1,000円の価値
日本赤十字社が、NHK「海外たすけあい」を通じて行う『Donashop』(ドネーショップ)のチャリティーイベントに参加しました。
私が伺ったのは東京駅の「KITTE」で行われたイベント(11月29日~30日)ですが、Webの『Donashop』は12月25日まで開催中。
興味のある方はぜひアクセスしてみてください。
http://jrc-tsudukeru.jp/donashop/top.html
ちなみに『Dona』は、ドネーション(寄付)の略だそう。
『Donashop』は「寄付できるお店」ということです。
英語が読めない私は、ここで日赤の広報担当者にツッコミ。
「えっ? これ、ドネーって読むんですか? 私はドナショップって読んでました」
「もっと読みやすく、意味もわかりやすくしてくれたほうが、寄付しやすいと思うんですけどねぇ」
広報の方は、内心「なんだよ、このおばちゃん」と思ったかもしれませんが、笑顔をたやさずおとなの対応をしてくださいました(笑)。
さて、肝心の『Donashop』には、シリアやバングラデシュの避難民の方への支援グッズが並べられていました。
ペットボトルの水、食料用の豆、医薬品など「いかにも」のグッズだけでなく、懐中電灯やブランケット(毛布)、キッチンセット、衛生指導支援など多様なものが並んでいます。
それぞれのグッズの前には「1,000円」、「3,000円」、「5,000円」などの価格表が置かれ、小さな説明ボードが添えられていました。
たとえばブランケットの前には、『3枚 1,000円』とあり、つづけてこう書かれています。
――バングラデシュ避難民を寒さから守るほか、乳幼児を直接地面に寝かせることで起こる頭部膿瘍を防ぎます――。
ブランケットが寝具や防寒用に使われるのはわかります。
加えて、「赤ちゃんのおくるみ」や、小さい子どもを地面に直接寝かせないための「保護マット」としての機能も果たす、ここに私はハッとしました。
戦火や災害、社会的混乱によって故郷を離れざるを得ない避難民の方々は、着の身着のまま、とりあえずの身の回り品だけしか持っていません。
避難の道中で、わずかな身の回り品さえなくしてしまうこともあるでしょう。
何もない中、赤ちゃんを地面に寝かせざるを得ないとして、でも赤ちゃんの頭はとても柔らかい。

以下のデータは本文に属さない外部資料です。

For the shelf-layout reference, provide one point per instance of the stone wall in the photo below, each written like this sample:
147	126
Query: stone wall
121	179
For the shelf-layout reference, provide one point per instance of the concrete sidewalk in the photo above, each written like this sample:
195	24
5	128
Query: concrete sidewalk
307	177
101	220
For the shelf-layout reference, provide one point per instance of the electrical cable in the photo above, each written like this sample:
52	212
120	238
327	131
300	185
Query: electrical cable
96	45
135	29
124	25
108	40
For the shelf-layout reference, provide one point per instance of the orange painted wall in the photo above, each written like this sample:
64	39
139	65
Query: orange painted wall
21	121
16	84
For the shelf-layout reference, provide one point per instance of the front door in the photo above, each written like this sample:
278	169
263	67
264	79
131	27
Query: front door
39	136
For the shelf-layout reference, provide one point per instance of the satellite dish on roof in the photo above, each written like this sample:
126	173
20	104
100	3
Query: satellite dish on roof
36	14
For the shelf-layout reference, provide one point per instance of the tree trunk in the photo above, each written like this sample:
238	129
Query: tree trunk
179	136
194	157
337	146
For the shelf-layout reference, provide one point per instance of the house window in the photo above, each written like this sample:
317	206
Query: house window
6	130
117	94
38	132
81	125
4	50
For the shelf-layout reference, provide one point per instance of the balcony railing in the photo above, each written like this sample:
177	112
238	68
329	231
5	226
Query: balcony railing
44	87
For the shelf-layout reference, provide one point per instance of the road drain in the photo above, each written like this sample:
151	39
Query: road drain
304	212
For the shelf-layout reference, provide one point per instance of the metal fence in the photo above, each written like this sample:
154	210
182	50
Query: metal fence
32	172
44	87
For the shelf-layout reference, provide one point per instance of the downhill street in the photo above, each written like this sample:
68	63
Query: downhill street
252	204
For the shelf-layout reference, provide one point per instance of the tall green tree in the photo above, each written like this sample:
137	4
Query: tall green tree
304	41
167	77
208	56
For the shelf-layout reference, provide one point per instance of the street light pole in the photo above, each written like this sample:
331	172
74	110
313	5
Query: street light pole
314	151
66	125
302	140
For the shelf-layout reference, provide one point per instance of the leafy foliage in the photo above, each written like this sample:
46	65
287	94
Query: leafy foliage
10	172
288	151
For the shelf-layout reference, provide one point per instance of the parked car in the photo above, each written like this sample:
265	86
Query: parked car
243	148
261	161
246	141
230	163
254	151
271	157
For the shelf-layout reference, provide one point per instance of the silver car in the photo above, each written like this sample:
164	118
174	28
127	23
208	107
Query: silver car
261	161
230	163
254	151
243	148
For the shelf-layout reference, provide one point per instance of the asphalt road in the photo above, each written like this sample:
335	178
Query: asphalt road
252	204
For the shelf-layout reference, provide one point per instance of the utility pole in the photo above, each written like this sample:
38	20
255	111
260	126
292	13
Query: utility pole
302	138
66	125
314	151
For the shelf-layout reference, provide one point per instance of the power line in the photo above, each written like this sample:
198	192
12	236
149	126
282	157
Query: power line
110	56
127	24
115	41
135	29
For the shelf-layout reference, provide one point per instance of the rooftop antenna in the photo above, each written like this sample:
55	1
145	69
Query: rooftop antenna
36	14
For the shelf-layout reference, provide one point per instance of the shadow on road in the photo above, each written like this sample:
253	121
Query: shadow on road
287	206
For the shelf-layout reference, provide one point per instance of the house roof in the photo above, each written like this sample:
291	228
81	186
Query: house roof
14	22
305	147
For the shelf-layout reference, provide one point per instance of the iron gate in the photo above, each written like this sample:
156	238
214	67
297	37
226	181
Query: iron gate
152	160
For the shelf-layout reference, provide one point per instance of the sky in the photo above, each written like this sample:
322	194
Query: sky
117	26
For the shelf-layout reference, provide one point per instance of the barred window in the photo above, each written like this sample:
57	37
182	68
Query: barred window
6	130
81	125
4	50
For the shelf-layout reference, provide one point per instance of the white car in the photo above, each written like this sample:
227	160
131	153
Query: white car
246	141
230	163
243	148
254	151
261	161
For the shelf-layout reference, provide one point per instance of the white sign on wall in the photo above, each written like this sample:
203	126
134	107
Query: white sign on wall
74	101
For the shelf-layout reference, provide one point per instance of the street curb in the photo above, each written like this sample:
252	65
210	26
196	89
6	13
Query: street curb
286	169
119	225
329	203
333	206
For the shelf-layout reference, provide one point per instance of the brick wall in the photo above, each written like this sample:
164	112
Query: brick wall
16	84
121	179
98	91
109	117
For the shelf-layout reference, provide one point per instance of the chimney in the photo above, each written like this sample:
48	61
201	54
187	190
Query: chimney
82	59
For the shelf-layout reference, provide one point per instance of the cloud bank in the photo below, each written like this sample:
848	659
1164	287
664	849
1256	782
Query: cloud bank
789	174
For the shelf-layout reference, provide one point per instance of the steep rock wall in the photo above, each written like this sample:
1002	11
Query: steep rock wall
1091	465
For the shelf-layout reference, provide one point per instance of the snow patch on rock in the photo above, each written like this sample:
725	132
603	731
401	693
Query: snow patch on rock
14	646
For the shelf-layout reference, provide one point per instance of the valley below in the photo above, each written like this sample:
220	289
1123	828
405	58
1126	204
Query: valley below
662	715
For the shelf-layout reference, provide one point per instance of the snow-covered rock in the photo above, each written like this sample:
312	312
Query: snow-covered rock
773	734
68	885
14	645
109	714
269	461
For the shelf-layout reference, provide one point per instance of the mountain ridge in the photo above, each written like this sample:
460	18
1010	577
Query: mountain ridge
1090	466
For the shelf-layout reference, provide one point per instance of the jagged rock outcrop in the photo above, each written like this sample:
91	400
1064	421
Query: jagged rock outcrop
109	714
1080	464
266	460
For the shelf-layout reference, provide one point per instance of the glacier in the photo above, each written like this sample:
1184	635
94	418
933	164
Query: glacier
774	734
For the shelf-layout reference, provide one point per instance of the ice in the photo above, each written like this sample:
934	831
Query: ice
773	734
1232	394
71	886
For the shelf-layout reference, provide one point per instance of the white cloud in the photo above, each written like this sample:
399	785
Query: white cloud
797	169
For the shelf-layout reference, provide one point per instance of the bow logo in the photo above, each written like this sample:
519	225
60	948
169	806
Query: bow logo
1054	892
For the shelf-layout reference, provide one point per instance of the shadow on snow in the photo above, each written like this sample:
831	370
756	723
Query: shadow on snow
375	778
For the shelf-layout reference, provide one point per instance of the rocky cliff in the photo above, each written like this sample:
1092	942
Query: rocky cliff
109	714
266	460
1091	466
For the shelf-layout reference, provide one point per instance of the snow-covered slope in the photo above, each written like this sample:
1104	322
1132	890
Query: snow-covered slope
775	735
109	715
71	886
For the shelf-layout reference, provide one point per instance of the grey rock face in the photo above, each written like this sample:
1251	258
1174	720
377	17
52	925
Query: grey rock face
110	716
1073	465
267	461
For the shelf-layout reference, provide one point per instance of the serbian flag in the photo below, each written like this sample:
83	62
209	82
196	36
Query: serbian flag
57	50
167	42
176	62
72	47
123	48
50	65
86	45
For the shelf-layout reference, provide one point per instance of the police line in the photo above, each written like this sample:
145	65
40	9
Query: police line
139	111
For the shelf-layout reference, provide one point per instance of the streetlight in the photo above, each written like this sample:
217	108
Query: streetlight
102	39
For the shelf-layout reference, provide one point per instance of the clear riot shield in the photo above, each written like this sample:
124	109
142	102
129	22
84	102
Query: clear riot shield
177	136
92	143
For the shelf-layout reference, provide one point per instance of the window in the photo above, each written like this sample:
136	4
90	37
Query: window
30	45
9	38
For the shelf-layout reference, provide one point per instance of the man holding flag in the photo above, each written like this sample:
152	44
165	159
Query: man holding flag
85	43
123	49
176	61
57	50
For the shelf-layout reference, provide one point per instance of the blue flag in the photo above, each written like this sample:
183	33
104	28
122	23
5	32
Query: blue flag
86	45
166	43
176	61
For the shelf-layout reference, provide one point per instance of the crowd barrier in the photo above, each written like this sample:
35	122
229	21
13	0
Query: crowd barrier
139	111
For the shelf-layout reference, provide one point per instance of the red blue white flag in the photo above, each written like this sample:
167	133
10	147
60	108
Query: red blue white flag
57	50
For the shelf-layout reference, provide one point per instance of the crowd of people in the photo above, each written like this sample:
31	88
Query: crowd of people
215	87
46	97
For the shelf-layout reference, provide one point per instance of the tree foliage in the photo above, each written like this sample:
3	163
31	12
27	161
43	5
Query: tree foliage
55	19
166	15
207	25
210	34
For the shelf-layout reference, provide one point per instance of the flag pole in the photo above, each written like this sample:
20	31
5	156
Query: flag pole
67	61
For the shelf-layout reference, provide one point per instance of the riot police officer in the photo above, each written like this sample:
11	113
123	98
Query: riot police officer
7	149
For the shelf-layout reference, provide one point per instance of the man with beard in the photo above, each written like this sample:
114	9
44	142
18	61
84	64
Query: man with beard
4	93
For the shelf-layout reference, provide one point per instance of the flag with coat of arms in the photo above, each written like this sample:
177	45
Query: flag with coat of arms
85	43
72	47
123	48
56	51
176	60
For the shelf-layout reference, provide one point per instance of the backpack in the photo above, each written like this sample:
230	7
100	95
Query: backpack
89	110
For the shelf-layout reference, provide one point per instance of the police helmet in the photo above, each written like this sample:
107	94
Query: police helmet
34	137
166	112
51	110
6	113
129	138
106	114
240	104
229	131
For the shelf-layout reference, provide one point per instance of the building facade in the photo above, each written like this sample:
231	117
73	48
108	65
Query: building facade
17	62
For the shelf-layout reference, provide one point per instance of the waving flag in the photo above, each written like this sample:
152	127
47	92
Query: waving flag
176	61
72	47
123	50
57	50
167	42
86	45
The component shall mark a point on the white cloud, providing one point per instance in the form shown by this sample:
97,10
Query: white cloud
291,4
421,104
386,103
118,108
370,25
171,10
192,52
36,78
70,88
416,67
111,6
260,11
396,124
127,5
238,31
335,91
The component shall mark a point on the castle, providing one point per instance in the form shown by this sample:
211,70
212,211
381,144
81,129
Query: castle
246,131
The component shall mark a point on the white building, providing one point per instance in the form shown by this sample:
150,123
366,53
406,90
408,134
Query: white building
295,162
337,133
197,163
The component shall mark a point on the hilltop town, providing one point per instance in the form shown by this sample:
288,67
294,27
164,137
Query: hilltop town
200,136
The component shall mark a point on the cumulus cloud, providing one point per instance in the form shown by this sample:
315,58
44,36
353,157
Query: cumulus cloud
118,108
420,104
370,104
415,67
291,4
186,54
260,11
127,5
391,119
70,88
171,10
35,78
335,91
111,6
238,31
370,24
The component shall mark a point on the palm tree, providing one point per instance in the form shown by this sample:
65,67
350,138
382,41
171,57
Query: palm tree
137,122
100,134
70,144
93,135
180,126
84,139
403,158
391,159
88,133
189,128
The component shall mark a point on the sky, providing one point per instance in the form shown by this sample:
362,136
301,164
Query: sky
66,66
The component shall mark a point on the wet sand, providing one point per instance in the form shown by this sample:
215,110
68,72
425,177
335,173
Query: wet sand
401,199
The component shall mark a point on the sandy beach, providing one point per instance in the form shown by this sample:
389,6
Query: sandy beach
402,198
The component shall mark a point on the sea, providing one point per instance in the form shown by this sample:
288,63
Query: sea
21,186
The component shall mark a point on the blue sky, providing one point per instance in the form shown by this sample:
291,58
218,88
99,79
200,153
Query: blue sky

そのままでは赤ちゃんの頭が傷つき、化膿性の炎症が起きる危険性があるわけです。
でも、ブランケットがあれば、こうした状況から子どもの命を守ることができる。
そのブランケット3枚を、1,000円の寄付で支援する、これが説明ボードの趣旨なのです。
「なるほど…」
いろんなグッズの前で説明を聞くたび、私はこの言葉を発していました。
「1,000円」や「3,000円」をパッと見ただけでは、正直意味がわからなかったからです。
この点を広報の方に尋ねてみました。
「価格表を見ただけでは、正直意味がわかりにくいですけど、これはどういう意図なんですか?」
「実は、あえてそうしているんです」と広報の方。
「この場(チャリティーイベントの会場)には、実際に海外で支援活動をしている日赤のスタッフがいます。寄付や支援に興味のある方は、まずは彼らと会話していただきたい。そうして実際のエピソードや体験談を聞き、ああそういうことか、と納得の上で寄付をお願いしたいんです」
「なるほど…」と、私はまたも発していました。
お金を出すことはできても、そのお金が誰に、どのように使われているのかわからないと、なんとなくモヤモヤするものです。
いいことをしている、そんな自己満足は得られても、自分の行為が具体的に何につながるのかが見えないと、結局のところ「他人事」のままで終わってしまうかもしれません。
『Donashop』のイベント会場で、私は困難な状況におられる方々の現実を、ほんの少しですが知りました。
その「知った」ことをもとに、あらためて支援グッズを見てみると、ああこれがこの人にこんなふうに役立つんだ、とリアリティを感じられます。
もちろんそこで感じるリアリティは砂粒ほどの軽さであり、風船程度の軽さでしょう。
実際の現場は極めて過酷で、想像を絶するほどの世界が広がっているはずです。
けれども、たとえわずかでも知ることで、それは次の何かにつながっていくかもしれません。
チャリティーイベント会場からの帰り道、ふと亡き母の言葉を思い出しました。
「1万円札を3枚体にかけても、ちっとも温かくない。でもその3万円で羽毛布団を買えば、何年でも、毎晩あったかく寝られる。そんなふうに、お金は生きた使い方をしなさい」
質素で倹約家の母でしたが、今にして思えば「お金を使う」ことへの真理を教えてくれていたように思います。
亡き母の言葉は、1,000円で3枚のブランケットにも通じます。
誰かが、何年も、ずっと温かくいられるとしたら、その価値は価格以上の確かさがあるでしょう。
知らなかったことを学び、またいろいろな思いが浮かぶ、そんな『Donashop』での体験でした。